“You’re not 25 anymore, y’know,” my sister says. She’s being gracious. After another year abroad, I re-enter my bedroom where the posters, postcards and photos plastered against the back wall are peeling off, the Blu-Tack tired of supporting them. This is interior decoration befitting a 16-year-old, and I am now (sigh) an almost-no-longer-twentysomething.
But what does the bedroom of an almost-no-longer-twentysomething look like? Probably a few minimalist picture frames capturing my wedding day, the smiles of my two (ideally mixed race) kids and our most recent European holiday. One abstract painting and a watercolour landscape.
Except that I am single and unemployed with zero offspring.
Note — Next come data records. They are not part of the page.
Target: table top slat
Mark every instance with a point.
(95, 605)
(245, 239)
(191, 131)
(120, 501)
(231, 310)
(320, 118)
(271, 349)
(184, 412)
And I haven’t picked up a taste for abstract art. I don’t belong to this bedroom.
No, I don’t even belong to this city. It made me but I have outgrown it – or rather I’ve deviated from the life plan it envisages for its children. According to Mother Canberra, I should be a middle manager in the public service, on track to paying off the mortgage on my three-bedroom house, married and probably also a mum myself. I should have an iPhone 6 and a barista who knows my name and order.
That’s probably the picture I would have painted for myself 20 years ago. I’m not sure at what point exactly in these last two decades my vision shifted. I no longer want that. I mean I do: I’d like a job with regular hours that pays more than decently; my own home; a life partner; babies; the latest smartphone; consistently excellent coffee with customer service to match. They’re all fabulous things to have.
What I mean is that “that” is simply not enough. I want more than that. And if need be I am willing to give up every single one of those things for that illusive and ineffable “more”.
What I mean is that I would much rather be and do than have.
Five days in, I’m grateful to be back in my hometown. But I wonder if in the long run I won’t feel more at home in the company of English teachers in Madrid, expats in Dili, artists in La Paz. People who love their jobs but live for the weekend. People who are “in between” yet totally in the moment. People I never wanted to be.
I am almost no longer twentysomething and I don’t know how to decorate my own bedroom.